You feature a variety of real people in the film, from sex workers to family members and celebrities, and what comes across is that people have more common ground than they might assume.

I’ve heard the expressions “terminal uniqueness” to mean that feeling of having been the only person to experience something—but guess what, you’re probably not. We’re all bearing our souls on social media, so why not use that tide of willingness to speak out in order to look with compassion at our society and who’s vulnerable? If we care about feminism, racism, capitalism, or the environment, this is relevant. Sex workers are so often the canaries in the coal mine.

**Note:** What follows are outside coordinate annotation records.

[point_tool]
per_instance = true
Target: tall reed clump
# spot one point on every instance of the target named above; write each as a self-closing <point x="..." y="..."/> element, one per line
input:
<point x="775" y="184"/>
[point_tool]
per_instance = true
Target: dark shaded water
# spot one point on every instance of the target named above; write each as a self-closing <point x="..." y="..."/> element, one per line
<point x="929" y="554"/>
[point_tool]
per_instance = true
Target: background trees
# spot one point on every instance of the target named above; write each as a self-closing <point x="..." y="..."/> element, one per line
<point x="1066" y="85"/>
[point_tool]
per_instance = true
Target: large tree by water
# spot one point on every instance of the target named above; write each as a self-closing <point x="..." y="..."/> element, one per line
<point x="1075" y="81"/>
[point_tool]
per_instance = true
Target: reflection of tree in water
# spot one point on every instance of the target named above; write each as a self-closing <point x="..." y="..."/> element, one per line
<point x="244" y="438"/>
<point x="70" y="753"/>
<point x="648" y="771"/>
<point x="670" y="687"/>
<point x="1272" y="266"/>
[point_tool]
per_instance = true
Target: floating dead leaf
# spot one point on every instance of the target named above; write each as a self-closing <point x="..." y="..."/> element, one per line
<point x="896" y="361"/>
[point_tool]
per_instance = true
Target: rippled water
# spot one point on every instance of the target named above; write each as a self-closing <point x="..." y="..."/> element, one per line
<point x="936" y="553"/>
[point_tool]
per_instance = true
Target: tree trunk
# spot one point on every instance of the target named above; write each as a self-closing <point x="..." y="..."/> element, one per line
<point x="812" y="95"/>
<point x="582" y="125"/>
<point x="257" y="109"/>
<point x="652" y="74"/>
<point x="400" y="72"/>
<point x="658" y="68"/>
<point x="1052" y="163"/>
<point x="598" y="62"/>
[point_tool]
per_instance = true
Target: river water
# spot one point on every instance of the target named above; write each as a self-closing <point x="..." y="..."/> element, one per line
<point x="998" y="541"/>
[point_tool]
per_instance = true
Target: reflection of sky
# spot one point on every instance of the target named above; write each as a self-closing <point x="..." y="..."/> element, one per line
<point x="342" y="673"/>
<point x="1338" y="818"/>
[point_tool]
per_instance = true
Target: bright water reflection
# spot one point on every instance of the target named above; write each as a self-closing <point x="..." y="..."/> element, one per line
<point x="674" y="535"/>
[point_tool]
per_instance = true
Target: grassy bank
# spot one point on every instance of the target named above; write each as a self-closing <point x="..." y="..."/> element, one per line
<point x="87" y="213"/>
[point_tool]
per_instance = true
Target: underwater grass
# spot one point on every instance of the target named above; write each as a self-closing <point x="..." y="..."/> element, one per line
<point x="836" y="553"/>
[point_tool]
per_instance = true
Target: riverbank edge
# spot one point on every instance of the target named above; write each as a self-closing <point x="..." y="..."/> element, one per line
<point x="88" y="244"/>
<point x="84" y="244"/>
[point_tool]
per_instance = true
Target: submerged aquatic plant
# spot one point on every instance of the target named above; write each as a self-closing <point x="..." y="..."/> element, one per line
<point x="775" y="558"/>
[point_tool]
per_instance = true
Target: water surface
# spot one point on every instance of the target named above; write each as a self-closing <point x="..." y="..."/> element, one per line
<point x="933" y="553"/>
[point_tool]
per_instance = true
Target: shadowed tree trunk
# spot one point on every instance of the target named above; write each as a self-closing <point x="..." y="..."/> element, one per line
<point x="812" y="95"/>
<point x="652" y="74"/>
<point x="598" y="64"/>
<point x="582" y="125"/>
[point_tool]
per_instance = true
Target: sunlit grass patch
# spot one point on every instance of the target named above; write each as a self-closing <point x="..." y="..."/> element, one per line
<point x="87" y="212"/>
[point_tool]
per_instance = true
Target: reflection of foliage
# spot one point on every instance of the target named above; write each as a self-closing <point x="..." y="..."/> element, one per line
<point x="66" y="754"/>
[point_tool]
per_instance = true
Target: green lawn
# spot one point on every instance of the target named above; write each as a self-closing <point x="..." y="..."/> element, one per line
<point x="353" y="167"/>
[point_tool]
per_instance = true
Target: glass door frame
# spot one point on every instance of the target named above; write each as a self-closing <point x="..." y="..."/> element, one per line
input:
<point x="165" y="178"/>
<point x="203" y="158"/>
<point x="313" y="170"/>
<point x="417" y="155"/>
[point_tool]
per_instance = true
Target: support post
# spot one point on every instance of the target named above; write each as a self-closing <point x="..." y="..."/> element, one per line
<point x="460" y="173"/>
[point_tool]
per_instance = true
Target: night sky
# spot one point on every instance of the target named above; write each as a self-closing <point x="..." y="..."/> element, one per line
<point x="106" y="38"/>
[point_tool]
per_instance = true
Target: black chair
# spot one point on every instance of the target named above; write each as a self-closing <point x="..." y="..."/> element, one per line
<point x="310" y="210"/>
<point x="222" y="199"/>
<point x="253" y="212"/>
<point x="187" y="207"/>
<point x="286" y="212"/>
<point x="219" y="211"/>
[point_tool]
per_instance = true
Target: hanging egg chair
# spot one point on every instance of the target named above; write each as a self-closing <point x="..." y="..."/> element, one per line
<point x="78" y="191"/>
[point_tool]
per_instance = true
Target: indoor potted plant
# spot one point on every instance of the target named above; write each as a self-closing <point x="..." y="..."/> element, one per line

What I want to look at is where we have these colossal double standards and ridiculous moralizing. I remember Julia Roberts wearing those thigh-high boots in Pretty Woman; I thought it looked great, it’s now a Broadway show, it’s so wholesome. We don’t get to have it both ways, to romanticize abstract ideas to titillate ourselves and then have women in jail for sex work. I’m not arguing for legalization or decriminalization or against those things but I’m putting out a buffet and offering everyone a little nosh.

How did you decide how much of your own life you were comfortable sharing on camera?

I’ve decided that degrees of honesty don’t work for me. There’s discernment, but for me I have to be willing to accept the possibility that someone’s going to do the deepest Google dive ever and find everything I’m scared of. But if I’ve already said it, that takes the power away from that situation. I was willing to go to any lengths to tell this story because the women I sat with have been through hell; if they can go through what they’ve gone through to be public as sex workers or survivors, then I get to self-define beyond my fears that people won’t like me.

sarah jones sell buy date
Sarah Jones wrote, directed, and stars in Sell/Buy/Date, a documentary adapted from her stage play. The film is streaming now. Paul Archuleta - Getty Images

How did making this film differ for you from performing Sell/Buy/Date on stage?

I knew that performing Sell/Buy/Date one show at a time was unsustainable for me. It’s an endlessly demanding practice and I can only do it in small bursts. The hope is that this conversation might actually help people, so I’d love a lot more people who aren’t just well-heeled theatergoers to engage in this project. First I tried a television project, and I learned I could do it but that a mainstream TV network was not the place. The great news is that I know how to do the TV show and I have a plan to take the concept of Sell/Buy/Date and use it. I’ve been approached about a podcast and a TV show, and I want to do those things. My characters represent a Greek chorus of opinion; I like hearing my characters bicker. What I’m really saying is, instead of calling people out, can we call them in? We have to occupy this space together and what we’re doing now is unsustainable.